III. Allegretto con commodo, capriccioso

A dance-like 3/8 theme, waltz-like as if invented by a stand-up violinist, opens the final movement, formally following the tradition and type of classical violin concertos, but burlesque and colourful in its own way, shining in all registers of the orchestra and giving the violin the opportunity to lead the dance. Then follows a dark second, Csardas-like theme in the low violin, which brightens up more and more with longing, horn sounds recall the second movement, the violin ascends into ever more heavenly regions... Violin and high flutes merge sonically in joint playing. Then the tempo picks up again, as if in a recitative, the violin leads back to the buoyant 3/8 theme, the orchestra takes over the theme and it continues with verve. A little later, the Csardas theme is heard again, accompanied by flute interjections that can evoke associations with birdsong. Everything sounds fresh in the morning, playful and digressing into romantic, ironic, burlesque regions; a horn calls out, the music rises again into the highest fine flute-violin sounds, as it were, to quote Schönberg, to feel "air from other planets".

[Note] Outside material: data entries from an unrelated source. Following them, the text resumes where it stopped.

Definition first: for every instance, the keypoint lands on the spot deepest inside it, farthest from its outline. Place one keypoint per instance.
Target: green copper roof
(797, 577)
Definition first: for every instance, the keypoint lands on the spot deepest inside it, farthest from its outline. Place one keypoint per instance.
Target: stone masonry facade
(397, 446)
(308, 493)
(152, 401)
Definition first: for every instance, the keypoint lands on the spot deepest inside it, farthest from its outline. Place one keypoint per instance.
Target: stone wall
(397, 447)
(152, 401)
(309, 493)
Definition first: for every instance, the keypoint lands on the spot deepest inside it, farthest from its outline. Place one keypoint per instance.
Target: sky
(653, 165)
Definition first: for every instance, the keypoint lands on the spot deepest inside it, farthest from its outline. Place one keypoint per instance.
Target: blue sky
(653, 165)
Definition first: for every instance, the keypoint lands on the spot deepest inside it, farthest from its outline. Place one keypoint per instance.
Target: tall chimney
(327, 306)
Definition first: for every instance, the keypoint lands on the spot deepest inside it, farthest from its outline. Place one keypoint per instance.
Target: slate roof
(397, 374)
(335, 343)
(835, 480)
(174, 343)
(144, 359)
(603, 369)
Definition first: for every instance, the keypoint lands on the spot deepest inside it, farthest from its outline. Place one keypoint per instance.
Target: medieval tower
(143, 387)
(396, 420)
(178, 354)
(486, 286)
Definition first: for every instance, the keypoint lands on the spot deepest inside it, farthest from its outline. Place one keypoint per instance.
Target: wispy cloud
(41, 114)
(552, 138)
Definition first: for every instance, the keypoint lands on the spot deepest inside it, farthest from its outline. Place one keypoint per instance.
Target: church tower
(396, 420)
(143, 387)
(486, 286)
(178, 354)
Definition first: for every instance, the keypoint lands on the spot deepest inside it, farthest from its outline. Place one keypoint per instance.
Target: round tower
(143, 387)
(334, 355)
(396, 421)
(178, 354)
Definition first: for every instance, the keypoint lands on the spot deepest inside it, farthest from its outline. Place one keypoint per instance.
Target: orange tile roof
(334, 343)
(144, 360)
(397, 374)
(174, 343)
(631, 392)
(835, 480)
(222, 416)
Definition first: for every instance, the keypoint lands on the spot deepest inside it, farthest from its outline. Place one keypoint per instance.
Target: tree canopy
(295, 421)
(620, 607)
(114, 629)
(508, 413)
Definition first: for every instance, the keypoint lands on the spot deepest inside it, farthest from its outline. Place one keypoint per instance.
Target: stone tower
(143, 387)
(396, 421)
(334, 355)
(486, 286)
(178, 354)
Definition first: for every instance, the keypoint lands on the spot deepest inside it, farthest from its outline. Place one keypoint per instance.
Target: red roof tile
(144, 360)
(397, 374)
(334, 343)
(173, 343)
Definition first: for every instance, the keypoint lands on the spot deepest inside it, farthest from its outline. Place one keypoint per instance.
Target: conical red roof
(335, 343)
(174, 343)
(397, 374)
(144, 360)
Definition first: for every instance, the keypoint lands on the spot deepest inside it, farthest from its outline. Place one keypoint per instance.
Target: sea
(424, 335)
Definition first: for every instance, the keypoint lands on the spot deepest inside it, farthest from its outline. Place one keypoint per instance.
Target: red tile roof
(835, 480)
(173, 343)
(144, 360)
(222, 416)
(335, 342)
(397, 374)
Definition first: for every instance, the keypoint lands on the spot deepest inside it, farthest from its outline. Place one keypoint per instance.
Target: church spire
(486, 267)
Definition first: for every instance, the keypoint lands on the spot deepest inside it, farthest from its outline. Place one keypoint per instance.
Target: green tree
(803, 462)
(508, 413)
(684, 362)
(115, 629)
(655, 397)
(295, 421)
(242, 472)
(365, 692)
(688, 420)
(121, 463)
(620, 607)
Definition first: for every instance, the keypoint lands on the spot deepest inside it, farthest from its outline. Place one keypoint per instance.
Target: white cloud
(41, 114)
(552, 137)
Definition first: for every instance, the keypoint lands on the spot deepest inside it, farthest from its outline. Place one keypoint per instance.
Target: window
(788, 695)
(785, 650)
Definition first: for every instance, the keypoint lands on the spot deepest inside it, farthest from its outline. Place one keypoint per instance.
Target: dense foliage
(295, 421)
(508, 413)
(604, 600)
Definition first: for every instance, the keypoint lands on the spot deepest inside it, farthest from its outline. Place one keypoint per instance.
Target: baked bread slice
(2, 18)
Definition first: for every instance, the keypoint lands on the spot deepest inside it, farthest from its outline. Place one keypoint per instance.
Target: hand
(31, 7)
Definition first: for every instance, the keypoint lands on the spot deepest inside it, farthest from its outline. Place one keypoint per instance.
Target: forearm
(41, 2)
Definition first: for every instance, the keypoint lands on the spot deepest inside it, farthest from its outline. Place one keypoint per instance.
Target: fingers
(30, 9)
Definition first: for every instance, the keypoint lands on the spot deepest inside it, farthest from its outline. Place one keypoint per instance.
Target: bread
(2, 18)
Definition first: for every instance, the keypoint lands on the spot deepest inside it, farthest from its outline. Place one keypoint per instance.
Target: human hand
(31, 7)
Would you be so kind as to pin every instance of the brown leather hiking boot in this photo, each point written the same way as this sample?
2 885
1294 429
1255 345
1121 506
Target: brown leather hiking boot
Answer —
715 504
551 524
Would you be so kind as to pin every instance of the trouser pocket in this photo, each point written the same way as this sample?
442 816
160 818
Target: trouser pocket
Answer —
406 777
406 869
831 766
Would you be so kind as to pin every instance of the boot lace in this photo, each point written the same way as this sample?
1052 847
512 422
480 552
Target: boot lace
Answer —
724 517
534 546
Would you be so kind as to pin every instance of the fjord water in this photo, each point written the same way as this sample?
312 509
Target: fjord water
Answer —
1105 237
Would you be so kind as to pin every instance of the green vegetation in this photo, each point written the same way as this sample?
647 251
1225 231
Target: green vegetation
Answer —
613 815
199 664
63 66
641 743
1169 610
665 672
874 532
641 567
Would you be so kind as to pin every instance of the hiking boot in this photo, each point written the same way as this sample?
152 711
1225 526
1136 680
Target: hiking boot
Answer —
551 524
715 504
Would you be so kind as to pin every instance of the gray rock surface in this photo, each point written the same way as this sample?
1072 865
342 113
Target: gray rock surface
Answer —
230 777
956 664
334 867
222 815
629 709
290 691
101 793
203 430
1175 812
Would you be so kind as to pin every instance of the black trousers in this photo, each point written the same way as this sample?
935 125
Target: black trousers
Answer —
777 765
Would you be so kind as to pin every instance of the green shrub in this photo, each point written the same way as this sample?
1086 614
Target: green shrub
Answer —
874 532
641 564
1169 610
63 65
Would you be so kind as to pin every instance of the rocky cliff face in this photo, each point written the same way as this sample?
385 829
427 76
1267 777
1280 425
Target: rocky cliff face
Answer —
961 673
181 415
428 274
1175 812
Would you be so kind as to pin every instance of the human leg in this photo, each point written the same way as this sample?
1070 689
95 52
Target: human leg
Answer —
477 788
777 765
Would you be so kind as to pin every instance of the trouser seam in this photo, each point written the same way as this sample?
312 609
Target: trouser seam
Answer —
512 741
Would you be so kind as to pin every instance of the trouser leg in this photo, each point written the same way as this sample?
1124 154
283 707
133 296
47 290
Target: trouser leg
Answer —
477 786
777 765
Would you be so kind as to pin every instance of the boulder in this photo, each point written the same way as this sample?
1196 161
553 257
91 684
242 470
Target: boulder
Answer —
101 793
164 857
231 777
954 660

Soon the orchestra revives, the violin increases the tempo, we are led back into a waltz mood, the cellos and bassoons sing Viennese melodies in unison, the violin accelerates further and seems to lead to a relaxed conclusion, but then the mood clouds again shortly before the end, and a coda concludes briefly and conclusively this exalted and burlesque world of the 1920s seeking its way.